Deflated yellow smiley face balloon lying on the ground.

It's normal to feel sad or stressed every now and again. However, if it becomes a constant state of being for you, it's time to talk to someone.

If there is something upsetting going on in your life or you and your family are experiencing financial or emotional difficulties, it’s only natural that you would feel sad or stressed about the situation. 

However, sometimes, you may feel sad or down even when everything seems to be going just fine in your life. 

When this happens, it can ironically be even more difficult to open up to someone because you believe they won’t understand where you’re coming from. You might think:

  • What right do I have to feel this way when there is nothing actually wrong in my life?

  • Why do I feel like this when there are others going through so much worse and deal with it so much better than me?

  • My family will think I’m ungrateful or a ‘drama queen’

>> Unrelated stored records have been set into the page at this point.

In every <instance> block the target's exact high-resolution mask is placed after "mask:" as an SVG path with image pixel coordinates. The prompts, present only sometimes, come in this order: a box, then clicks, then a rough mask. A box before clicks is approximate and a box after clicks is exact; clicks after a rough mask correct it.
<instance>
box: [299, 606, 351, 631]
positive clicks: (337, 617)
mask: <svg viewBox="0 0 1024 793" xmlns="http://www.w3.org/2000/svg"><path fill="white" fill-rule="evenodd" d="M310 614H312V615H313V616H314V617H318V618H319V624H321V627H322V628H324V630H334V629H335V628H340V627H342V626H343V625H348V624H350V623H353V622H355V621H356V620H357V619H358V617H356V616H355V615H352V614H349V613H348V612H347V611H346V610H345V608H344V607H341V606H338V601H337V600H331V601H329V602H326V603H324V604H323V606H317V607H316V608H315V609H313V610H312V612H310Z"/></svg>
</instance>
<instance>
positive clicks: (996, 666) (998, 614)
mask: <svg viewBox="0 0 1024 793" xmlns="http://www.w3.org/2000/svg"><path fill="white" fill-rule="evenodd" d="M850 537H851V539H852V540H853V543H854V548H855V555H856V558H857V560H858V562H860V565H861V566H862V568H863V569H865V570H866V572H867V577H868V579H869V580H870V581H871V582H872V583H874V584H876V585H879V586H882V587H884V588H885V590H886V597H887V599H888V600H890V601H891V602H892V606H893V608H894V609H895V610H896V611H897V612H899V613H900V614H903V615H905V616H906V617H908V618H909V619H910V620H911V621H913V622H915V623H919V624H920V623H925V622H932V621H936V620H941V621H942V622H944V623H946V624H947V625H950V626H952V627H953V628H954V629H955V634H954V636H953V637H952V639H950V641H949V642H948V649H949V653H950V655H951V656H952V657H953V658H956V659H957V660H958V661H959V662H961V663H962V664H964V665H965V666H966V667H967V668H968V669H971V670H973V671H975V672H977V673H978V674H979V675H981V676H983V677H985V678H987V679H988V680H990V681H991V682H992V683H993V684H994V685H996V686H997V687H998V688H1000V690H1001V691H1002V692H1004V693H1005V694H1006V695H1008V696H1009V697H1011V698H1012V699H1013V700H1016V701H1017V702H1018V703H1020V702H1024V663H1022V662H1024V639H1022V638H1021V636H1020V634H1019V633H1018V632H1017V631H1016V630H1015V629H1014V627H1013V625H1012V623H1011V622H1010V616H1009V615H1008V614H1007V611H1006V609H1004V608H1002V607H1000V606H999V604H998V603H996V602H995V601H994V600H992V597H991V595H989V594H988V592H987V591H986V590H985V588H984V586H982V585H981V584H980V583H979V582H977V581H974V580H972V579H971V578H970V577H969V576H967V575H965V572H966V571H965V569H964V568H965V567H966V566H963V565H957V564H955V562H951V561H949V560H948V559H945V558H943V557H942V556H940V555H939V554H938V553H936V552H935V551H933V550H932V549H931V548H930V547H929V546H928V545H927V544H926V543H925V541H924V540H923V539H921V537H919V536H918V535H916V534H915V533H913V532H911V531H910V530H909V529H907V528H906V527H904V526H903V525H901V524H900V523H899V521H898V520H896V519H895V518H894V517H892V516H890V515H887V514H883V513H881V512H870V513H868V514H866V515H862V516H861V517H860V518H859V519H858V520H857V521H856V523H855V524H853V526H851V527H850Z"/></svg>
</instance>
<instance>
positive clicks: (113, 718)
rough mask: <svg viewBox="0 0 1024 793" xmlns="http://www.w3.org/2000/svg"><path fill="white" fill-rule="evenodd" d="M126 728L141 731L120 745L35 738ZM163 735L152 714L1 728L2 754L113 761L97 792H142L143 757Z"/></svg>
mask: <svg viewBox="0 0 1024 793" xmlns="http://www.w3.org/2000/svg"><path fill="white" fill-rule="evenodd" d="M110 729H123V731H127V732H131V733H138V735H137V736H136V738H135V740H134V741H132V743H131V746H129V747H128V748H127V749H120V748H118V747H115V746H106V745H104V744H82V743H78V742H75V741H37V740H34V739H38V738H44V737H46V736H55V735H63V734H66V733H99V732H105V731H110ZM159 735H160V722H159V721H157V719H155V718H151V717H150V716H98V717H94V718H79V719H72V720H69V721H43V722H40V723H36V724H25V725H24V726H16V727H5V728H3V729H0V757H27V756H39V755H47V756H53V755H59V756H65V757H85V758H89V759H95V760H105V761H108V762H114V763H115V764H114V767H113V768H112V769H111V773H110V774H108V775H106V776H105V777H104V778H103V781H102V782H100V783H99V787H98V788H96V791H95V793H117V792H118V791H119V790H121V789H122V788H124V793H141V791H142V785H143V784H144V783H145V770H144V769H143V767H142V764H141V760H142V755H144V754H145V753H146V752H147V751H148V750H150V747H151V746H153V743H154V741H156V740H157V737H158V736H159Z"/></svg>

  • My friends will think I’m negative for no reason and won’t want to spend time with me

  • I don’t want to call Childline when there is someone out there who needs them more than I do

  • Nobody cares about how I’m feeling

Fight – Flight – Freeze

When you are going through a rough patch, anxiety doesn’t help. Our brains can react to high levels of anxiety in three different ways: fight-flight-freeze. These responses instantly cause hormonal and physiological changes which allow us to act quickly so we can protect ourselves. It’s a survival instinct that our ancient ancestors developed many years ago. 

Specifically, fight-or-flight is an active defence response where you fight or flee. Your heart rate increases which in turn increases oxygen flow to your major muscles. Your pain perception drops, and your hearing sharpens. These changes help you act appropriately and rapidly. 

Freezing is fight-or-flight on hold, where you further prepare to protect yourself. It’s also called reactive immobility or attentive immobility. It involves similar physiological changes, but instead, you stay completely still and get ready for the next move. 

The fight-flight-freeze response isn’t a decision we make consciously. It’s an automatic reaction, so we can’t control it. 

Reach out

Even if it feels like you’ve already talked to everyone – friends, family, teachers and nothing has helped – try not to be discouraged. By taking action, you’re showing yourself that you don’t want to stay like this forever and you are looking for ways to improve your everyday life. 

When dealing with stress and anxiety there are various things that can help us feel better such as learning to self-regulate. We do this by:

  • exercising
  • using breathing techniques
  • learning what triggers these feelings
  • managing our anxiety and stress before it escalates

Doing these things can make you feel in control and calmer. Having a good support network you can rely on can provide a sense of safety and protection which will make you feel less fearful and alone.

If you’re in a constant state of fight-or-flight, consider visiting a mental health professional. Specifically, if you experience the following:

  • always feeling “on edge”
  • persistent worry
  • nervousness or fear
  • stress that interferes with daily activities
  • fear of nonthreatening situations and inability to relax. 

A mental health professional can help you determine the underlying cause of these feelings. They can also create a plan to reduce your stress response, depending on your symptoms and mental health history. 

You are not a burden.

You have the right to be heard and supported.